4.6 [Geïntimeerde] heeft deze stellingen betwist en aangevoerd dat [het aannemersbedrijf] alle op de tekeningen aangegeven kabels had getraceerd na het graven van de proefsleuven (memorie van antwoord, onder 5 en conclusie van antwoord, p. 2). [Geïntimeerde] verwijst verder naar een e-mail van [een medewerker van het aannemersbedrijf] van 7 mei 2008 (productie 2 bij antwoordakte). Hierin is te lezen dat de door Nuon als waterleiding aangeduide buis volgens [een medewerker van het aannemersbedrijf] een middenspanningskabel (MS) is en dat de gele buis een gasbuis is. [Geïntimeerde] heeft dit standpunt van [het aannemersbedrijf] tot het hare gemaakt.
4.7 Het hof overweegt dat uit de door Nuon bij akte van 29 april 2008 overgelegde foto’s het volgende blijkt.

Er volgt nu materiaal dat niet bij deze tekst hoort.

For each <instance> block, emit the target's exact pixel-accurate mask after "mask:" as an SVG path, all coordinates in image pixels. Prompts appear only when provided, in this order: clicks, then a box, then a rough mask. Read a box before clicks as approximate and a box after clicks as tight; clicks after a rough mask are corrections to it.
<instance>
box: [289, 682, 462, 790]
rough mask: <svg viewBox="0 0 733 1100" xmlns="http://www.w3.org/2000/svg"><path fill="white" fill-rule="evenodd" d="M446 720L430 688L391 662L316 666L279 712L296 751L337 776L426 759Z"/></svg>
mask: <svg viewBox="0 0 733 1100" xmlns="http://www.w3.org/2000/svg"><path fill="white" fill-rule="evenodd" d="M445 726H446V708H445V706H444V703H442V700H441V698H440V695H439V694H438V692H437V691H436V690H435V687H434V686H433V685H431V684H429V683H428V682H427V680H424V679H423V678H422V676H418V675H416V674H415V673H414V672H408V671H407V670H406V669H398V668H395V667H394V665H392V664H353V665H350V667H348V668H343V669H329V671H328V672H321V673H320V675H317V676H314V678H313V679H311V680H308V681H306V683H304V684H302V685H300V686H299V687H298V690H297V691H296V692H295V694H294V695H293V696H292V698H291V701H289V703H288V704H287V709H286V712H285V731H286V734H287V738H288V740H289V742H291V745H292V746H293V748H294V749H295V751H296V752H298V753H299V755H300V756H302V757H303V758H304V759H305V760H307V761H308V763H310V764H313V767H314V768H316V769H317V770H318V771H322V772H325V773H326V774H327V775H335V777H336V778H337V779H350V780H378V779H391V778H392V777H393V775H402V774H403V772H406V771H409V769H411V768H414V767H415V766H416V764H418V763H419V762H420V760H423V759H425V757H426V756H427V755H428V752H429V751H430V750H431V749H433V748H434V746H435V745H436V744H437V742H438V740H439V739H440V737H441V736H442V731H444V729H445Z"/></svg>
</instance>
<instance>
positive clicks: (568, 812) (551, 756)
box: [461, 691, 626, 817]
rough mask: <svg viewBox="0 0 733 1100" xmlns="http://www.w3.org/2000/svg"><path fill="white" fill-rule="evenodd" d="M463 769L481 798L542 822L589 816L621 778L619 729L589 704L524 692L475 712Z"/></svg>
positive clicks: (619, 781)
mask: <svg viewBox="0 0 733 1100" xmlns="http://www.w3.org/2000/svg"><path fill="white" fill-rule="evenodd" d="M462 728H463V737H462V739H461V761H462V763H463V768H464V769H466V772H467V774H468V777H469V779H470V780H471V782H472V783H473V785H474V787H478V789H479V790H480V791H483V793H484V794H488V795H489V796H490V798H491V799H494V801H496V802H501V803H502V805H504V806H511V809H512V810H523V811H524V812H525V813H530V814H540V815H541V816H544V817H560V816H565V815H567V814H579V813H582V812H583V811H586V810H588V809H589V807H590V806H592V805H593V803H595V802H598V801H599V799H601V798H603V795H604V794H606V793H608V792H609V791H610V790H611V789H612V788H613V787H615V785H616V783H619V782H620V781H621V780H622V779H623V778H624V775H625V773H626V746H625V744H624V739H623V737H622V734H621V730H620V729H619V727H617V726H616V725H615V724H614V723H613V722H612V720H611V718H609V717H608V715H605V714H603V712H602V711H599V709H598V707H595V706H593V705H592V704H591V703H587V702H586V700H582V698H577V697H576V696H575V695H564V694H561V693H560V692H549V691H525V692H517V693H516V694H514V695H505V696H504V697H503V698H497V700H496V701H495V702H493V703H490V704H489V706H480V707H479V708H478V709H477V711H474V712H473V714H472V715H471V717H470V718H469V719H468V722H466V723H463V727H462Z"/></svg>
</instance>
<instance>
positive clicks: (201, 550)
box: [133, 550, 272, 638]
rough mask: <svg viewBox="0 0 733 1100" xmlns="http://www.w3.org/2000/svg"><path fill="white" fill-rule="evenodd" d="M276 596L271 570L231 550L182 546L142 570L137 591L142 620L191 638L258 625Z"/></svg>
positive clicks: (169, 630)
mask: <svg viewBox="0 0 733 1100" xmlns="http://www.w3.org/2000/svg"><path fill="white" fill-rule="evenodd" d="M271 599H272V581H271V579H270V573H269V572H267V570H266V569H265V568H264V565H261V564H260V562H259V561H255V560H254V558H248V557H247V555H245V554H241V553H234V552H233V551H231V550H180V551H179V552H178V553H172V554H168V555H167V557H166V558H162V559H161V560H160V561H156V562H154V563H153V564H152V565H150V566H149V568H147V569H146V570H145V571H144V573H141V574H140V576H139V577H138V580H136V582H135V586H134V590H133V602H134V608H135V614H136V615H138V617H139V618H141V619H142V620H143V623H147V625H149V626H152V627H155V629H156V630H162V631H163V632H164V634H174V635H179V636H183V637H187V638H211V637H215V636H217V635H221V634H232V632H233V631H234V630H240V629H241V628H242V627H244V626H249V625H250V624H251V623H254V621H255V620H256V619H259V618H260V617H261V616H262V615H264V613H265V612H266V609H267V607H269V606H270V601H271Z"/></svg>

Tussen partijen is niet in geschil dat foto 2 – die kennelijk een vergroting is van foto 1 en 1A – datgene toont wat door [het aannemersbedrijf] is gelokaliseerd en door [geïntimeerde] voorafgaand aan de uitvoering van de proefboring is aangetroffen.
Aan de bovenzijde van de foto – zo is niet in geschil tussen partijen – is een dunne laagspanningskabel (LS) te zien. Verder staat op deze foto een dikke gele buis afgebeeld, waarvan tussen partijen evenmin in geschil is dat het een gasbuis betreft (zie de e-mail van [een medewerker van het aannemersbedrijf] van 7 mei 2008).
Tegen deze gasbuis bevindt zich aan de voorzijde een grijze buis of kabel, met daaromheen een groen lint. Tussen deze gele buis en de grijze buis of kabel bevindt zich aan de bovenzijde enige aarde.
4.8 Daarvan uitgaande moet worden geoordeeld dat het verweer van [geïntimeerde] innerlijk tegenstrijdig is. Enerzijds betoogt zij dat zij voorafgaand aan de uitvoering van haar werkzaamheden alle op de tekening aangeduide kabels (1 keer middenspanning (MS) en 2 keer laagspanning (LS)) had gelokaliseerd.
Anderzijds stelt zij zich ten aanzien van de overgelegde foto’s op het standpunt dat de gele buis een gasbuis is met daarvoor langs een grijze middenspanningskabel (MS). Ervan uitgaande dat op de foto’s aan de bovenzijde een laagspanningskabel (LS) te zien is, geldt dat aldus in ieder geval één laagspanningskabel door [geïntimeerde] niet is gelokaliseerd.
[ Geïntimeerde] heeft hiervoor geen verklaring gegeven. In dit licht bezien heeft [geïntimeerde] haar verweer ten aanzien van de voorafgaand aan de werkzaamheden aangetroffen situatie onvoldoende gemotiveerd, zodat het hof als vaststaand aanneemt dat [geïntimeerde] in ieder geval één laagspanningskabel (LS) niet heeft gelokaliseerd.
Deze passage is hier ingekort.